The Tomorrow War

July 1, 202170/1006 min
Chris Pratt, Yvonne Strahovski, J.k. Simmons, Betty Gilpin
Written by
Zach Dean
Directed by
Chris McKay
Run Time
2h 23min
Release Date
July 2nd, 2021
Overall Score
Rating Summary


It is said that the future is what you make of it, but the future in The Tomorrow War, there is not much of the planet left to make. In the year 2051 the human race is on its last leg as it battles an enemy that is wiping us out. The solution is to travel back 30 years and recruit the people of the past to join the fight to save the future. But confused and unsure many refuse the call and a draft is created, because when your military can’t defeat the enemy, send us your gardeners, and your math teachers to help fight for survival.

One of those math teaches is Dan Forester (Chris Pratt), who when he is not trying to get his students to listen to him, he is being the “cool” dad. Forester though was not always a teacher as in another life he was a squad leader during the Iraq war, something that will be very helpful in his next endeavor. You see it is his turn to be drafted, which really makes you wonder how they are choosing people to go, a question that gets somewhat answered later. For now he is told he has 24 hours to put his life in order and to report for duty, where he will be sent 30 years in to the future for a week to battle. Don’t worry if you are a little confused by all of this, screenwriter Zach Dean has put plenty of exposition in to help you understand just what is going on. Pratt who has become the action hero we deserve, has taken the time off from saving us from dinosaurs and Thanos, to protecting us from some sort of alien called White Spikes. While the film starts when we think we are getting thrown right into the action, it turns out that it’s going to have to wait as we have to find out how we got there in the first place. The Tomorrow War is pretty much broken up into three parts, the present, the future, and back to the present, or is it now the past? Whatever. You care less about the logistics when people are blasting aliens. And while it feels longer than it should be, it does use it’s time wisely, which is good since it’s almost two and a half hours. Chris McKay, who directs, delivers a film that brings back memories of Independence Day, minus our national monuments getting blown up.

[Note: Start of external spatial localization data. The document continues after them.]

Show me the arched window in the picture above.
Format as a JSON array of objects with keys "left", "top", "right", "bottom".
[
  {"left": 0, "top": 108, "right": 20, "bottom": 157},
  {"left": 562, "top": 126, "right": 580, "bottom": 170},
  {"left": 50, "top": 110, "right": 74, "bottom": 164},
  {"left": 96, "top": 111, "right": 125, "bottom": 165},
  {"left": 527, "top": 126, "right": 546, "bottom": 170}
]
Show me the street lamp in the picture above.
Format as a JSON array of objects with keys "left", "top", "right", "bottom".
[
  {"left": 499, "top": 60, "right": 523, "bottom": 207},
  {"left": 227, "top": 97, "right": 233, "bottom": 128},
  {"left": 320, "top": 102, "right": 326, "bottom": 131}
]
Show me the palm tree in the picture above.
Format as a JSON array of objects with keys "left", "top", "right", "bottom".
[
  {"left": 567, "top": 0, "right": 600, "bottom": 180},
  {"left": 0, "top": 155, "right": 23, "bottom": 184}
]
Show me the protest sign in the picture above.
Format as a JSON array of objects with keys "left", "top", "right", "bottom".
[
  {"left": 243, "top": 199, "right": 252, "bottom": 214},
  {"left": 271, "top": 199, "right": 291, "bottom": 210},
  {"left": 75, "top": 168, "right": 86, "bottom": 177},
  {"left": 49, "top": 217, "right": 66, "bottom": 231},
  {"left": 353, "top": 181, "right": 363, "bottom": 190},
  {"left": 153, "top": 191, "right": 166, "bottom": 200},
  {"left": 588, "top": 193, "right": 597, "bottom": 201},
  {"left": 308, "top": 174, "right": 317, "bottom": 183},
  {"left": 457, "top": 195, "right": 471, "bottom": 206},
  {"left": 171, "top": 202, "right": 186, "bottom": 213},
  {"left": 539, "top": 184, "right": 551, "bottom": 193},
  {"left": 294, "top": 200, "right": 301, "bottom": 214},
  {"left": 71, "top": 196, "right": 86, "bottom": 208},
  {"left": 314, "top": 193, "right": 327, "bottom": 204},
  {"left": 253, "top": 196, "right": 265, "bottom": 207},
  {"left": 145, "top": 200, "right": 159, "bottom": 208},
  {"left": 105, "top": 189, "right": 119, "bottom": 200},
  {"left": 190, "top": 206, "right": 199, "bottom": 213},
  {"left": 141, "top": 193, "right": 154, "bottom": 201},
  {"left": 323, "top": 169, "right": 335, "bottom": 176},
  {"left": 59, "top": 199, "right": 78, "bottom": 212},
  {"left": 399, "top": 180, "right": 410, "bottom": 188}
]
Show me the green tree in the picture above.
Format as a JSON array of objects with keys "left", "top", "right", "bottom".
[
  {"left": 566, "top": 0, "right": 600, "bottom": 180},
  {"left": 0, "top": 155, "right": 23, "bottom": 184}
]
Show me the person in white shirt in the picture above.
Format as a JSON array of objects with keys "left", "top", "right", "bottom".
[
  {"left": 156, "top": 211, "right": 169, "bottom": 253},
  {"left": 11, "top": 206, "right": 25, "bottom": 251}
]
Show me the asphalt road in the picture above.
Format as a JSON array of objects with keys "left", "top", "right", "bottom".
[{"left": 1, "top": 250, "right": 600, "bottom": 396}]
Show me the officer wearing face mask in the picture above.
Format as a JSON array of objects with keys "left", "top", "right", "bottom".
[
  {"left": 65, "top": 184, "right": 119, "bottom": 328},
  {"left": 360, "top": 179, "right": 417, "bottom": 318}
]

I am all in for a good alien invasion film and The Tomorrow War is just that, with a dab of time travel to take it up a notch. This, two years ago would have been a big summer movie at the theaters, but in our new world it’s available on Amazon Prime, which strangely enough doesn’t feel big enough for this movie. The sets in the film are massive and all I could think about as I watched it was they thought that bigger is better, but everyone will be watching at home. I am also still not 100 % sure if I am sold on Pratt being the hero who is going to save all of us, but he does have this “everyman” vibe to him that makes it appear like he is just in the right place at the right time. Over all this one delivers as a summer blockbuster,  the kind of movie where you just sit back and enjoy, no thought required. Lots of movies that come out during this time want to be a Summer King when they grow up and The Tomorrow War pushes hard for that dream, even if it does it on the small screen.